Dr. J. Craig Venter, founder of Synthetic Genomics, even sees synthetic biology disrupting the world’s meat production. According to Venter, “It takes 10 kilograms of grain and 15 liters of water to produce one kilogram of beef.” It will be a long while before you eat meat grown in a bioreactor, but the day will surely come. Cows, you’ve been warned.

4. Pigeon poop goes green
If you think bacteria are annoying, try walking around a modern city without tripping over a pigeon (seriously, why don’t they move?). Health officials are more concerned with the health risks posed by their droppings, which can harbor dangerous fungi and bacteria. Where does synthetic biology come into play?

Tuur van Baalen created the concept of Pigeon d’Or, which teamed up with James Chappel and the Centre for Synthetic Biology at Imperial College in London. A harmless microbe, such as those in yogurt, was designed to be fed to and temporarily change the gut flora of these annoying, city-dwelling birds. The concept proposes that the modified birds could be released into the urban wild wielding their biodegradable, environmentally friendly surfactant droppings.

Essentially, we could turn pigeons into a flying armada of sanitation workers. That could save some serious cash for cities such as New York, which have 12,750 miles of sidewalk to clean. One day you could even park under a tree or fix your car with pigeon-friendly resting places to get a free car wash. Everyone wins!
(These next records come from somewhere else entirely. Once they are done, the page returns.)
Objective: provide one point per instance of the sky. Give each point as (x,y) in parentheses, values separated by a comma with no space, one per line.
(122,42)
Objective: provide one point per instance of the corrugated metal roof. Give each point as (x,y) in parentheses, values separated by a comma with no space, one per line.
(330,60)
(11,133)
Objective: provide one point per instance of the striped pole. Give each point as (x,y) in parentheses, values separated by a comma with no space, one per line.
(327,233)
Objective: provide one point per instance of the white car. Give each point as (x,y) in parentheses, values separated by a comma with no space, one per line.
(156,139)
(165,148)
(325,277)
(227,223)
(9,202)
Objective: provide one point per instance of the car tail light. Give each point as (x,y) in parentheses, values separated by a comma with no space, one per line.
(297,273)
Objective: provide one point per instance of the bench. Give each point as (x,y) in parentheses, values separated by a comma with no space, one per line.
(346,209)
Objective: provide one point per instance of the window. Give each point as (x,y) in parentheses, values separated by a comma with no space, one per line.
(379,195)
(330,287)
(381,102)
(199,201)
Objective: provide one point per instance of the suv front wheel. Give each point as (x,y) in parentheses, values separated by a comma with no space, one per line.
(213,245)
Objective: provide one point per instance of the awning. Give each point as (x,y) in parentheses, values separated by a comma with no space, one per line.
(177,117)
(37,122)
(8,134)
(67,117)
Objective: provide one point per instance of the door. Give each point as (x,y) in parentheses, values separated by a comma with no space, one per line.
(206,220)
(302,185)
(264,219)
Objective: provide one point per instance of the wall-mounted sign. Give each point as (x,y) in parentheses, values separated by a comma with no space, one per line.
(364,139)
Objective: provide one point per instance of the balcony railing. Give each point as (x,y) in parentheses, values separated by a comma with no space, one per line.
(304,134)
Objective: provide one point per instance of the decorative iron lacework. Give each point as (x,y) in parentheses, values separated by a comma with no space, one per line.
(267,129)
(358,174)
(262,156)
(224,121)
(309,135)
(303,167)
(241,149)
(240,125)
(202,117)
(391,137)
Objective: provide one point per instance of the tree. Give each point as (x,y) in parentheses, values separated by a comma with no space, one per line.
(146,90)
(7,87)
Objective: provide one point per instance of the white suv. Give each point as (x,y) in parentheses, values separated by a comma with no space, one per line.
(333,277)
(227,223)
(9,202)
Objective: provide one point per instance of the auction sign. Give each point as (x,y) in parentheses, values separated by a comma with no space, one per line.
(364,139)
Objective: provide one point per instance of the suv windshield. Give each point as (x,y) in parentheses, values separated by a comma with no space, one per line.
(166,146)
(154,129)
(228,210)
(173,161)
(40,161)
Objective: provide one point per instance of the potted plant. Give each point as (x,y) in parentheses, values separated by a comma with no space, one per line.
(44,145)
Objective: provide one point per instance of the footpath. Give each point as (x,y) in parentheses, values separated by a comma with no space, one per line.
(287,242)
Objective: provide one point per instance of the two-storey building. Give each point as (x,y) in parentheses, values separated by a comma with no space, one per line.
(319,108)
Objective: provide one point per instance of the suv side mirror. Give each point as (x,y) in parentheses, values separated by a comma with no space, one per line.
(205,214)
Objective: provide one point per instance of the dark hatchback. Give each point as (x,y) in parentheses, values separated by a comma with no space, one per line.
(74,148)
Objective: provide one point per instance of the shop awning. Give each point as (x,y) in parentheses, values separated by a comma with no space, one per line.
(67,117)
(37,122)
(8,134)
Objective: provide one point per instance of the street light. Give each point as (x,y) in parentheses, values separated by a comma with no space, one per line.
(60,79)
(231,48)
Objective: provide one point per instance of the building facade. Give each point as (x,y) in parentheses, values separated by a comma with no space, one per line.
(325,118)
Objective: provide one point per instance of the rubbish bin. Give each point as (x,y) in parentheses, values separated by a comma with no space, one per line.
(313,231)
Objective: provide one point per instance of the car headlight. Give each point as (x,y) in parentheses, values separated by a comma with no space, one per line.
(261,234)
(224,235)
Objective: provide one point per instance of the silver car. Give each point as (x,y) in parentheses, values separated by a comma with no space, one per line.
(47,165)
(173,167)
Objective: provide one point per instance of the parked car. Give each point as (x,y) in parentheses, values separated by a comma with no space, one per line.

5. Living Foundries DARPA Program
The Department of Defense spends $23 billion per year on repairing systems that are required to operate in harsh, corrosive environments. The Living Foundries Program is attempting to provide a biological solution to the costly problem — with numerous potential windfalls. One of the goals of the program is to reduce the cost and development time of industrial biotechnology platforms, which require hundreds of millions of dollars and more than seven years to bring to commercial scale.

The two largest entities on the program’s payroll are The Massachusetts Institute of Technology and Amyris Inc (NASDAQ:AMRS) . Although currently focused on reducing losses and adding production capacity, the company has already successfully scaled production of hydrocarbon building block farnesene and malaria drug artemisinin — the first major commercial breakthrough for synthetic biology.

The world-changing impact of DARPA’s former projects, including those that spawned the Internet and GPS, has kept excitement for the project pretty high among those aware of its existence. Need mass quantities of a new vaccine next week? Has a natural disaster wiped away a region’s food, fuel, or energy capacity? No problem: Synthetic biology to the rescue.

6. Pathogen detectors
We live in a world with multiple layers of security and protection: smoke detectors, security systems, antivirus programs for our computers, and the like. Did it ever occur to you that we have no comparable system in place to protect against lethal pathogens? Don’t panic: Sample6 Technologies has us covered. For its first product, the startup is tapping the power of synthetic biology to create sensors for detecting harmful bacteria in the food industry in nearly real time.

What’s the advantage? As Sample6 co-founder and COO Michael Koeris explains, the food system in place today is “fundamentally safe.” Food processors swab products with a sponge, ship it to laboratories for testing, and cross their fingers that nothing went wrong. This process takes several days and puts producers in a precarious position. Do they ship potentially contaminated food and hope for the best or hold onto products for several days — costing valuable shelf life — until results come back?